No Economic Dividend
He said that Ghana is peaceful but under President Mahama, “There are no economic dividends.”
He said youth unemployment had reached alarming levels and that it is the greatest threat to the country saying, “The government has been on a borrowing binge that, if not stopped, will impoverish our nation and its people.
“Nobody would question borrowing to invest, but the IMF’s managing director Christine Lagarde has said that Ghana’s large borrowing was not generally used for investments, but was instead used to finance large recurrent spending.”
Nana Addo said the Mahama government has abandoned “all transparency in procurement, and big national projects are contracted out without any competitive bidding,” adding, “There are open accusations of corruption in government that have not been properly addressed. The 2016 Mo Ibrahim Index on African Governance cited Ghana as one of the two worst deteriorations in governance in the last decade among African countries.
“Ghana’s economic growth rate topped 14 percent in 2011, but collapsed to under 4 percent in 2014, driven by a sharp contraction in the industrial and service sectors. The Ghana currency went into freefall, inflationary pressures rose and today bank base rates average about 33 percent.”
Nana Akufo-Addo said the best way to describe Ghana’s economic situation currently “is one of wasted opportunities. The IMF predicts that our GDP growth in 2016 will be 3.3 percent – the lowest since 1994. Our GDP growth this year will be the lowest it has been since 1994.”
He said that national borrowing and spending were so out of control that “lenders no longer consider us a good risk,” adding, “As oil output increased, Ghana slid back into becoming a highly distressed indebted country.”
He continued, “We are again dependent on payouts from the IMF, and negotiating national policies and reforms with foreign institutions. Foreign investors have been discouraged by the unstable economic conditions, and by the electricity crisis that has left Ghana with shortages and outages.”
The NPP flag bearer noted that President Mahama, after succeeding the late President Mills, went on a spending spree just to ensure that he continued in office; and it came at a huge cost to the country.
“In order to retain the presidency in the elections, President Mahama went on a dramatic four-month spending spree that tipped the current account deficit into the double-digit zone. He managed a disputed slim electoral victory but the consequences have stayed with us. My party went to court to contest the election results and, as our presidential candidate, I accepted the 5-4 Supreme Court ruling in favour of the result and we maintained the peace of our nation.”
He said economic progress has stalled under NDC, in spite of the massive oil discovery by the NPP. “By 2012, as we approached elections, Ghana was having economic difficulties: real GDP growth dropped from 14 percent in 2011 to 8 percent in 2012, and the fiscal deficit increased from -4 percent to -11.6 percent in the same period due to unbudgeted election-year spending,” Nana Addo recalled.

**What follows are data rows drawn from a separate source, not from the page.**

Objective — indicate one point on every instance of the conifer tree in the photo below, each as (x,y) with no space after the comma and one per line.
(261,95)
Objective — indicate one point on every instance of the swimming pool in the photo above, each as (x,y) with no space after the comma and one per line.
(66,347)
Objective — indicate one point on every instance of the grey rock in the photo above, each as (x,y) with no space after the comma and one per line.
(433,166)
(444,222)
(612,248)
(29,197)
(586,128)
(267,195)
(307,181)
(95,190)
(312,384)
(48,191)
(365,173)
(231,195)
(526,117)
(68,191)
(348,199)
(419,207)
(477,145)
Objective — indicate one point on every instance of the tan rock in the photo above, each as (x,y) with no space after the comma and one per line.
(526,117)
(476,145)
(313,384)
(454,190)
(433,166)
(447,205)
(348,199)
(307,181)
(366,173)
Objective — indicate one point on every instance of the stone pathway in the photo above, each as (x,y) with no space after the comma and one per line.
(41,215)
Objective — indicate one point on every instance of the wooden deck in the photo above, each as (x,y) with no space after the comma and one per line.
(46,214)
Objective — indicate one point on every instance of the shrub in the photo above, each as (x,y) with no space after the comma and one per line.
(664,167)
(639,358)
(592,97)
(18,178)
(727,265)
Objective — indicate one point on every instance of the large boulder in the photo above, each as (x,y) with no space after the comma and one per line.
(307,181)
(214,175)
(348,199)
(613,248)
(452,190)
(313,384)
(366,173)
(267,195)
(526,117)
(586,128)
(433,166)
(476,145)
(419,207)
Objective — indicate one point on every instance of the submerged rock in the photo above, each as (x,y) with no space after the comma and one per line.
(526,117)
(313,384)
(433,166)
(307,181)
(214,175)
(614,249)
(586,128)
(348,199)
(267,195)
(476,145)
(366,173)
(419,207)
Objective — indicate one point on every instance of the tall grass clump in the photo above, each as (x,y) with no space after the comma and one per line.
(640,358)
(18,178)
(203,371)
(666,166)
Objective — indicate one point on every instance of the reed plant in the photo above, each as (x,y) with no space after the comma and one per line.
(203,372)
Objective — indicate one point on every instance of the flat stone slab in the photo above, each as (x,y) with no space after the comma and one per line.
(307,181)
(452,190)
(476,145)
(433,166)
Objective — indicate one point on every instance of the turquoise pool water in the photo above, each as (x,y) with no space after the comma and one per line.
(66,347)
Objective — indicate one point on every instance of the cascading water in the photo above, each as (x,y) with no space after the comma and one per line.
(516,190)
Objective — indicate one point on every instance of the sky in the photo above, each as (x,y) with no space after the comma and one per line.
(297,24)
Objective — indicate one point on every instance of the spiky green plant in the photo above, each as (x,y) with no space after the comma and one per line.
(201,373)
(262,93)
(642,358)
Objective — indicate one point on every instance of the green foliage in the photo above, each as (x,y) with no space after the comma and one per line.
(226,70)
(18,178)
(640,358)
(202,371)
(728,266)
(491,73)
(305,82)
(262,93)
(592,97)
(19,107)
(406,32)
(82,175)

He said the NPP government under President J.A. Kufuor – under which he served as Attorney General and Minister of Justice and later Foreign Minister – had inherited what he called “a desperate economic situation” from the same NDC, but the ‘brave’ decisions the then government took brought Ghana on the path of economic progress,” to the admiration of the international community.
“As President Kufuor prepared to retire, the then opposition NDC rolled out a clever query during the 2008 elections: ‘Where’s the money in your pockets?’ Their campaign, fronted by then vice presidential candidate John Mahama, was based on the premise that macroeconomic stability did not matter; infrastructure development did not matter; the establishment of a National Health Insurance Scheme did not matter; Ghana halving poverty did not matter; Ghana becoming one of the first countries to meet the stringent conditions of the United States Millennium Challenge Account and signing for a $500 million grant for infrastructure development in 2006 did not matter,” Nana averred.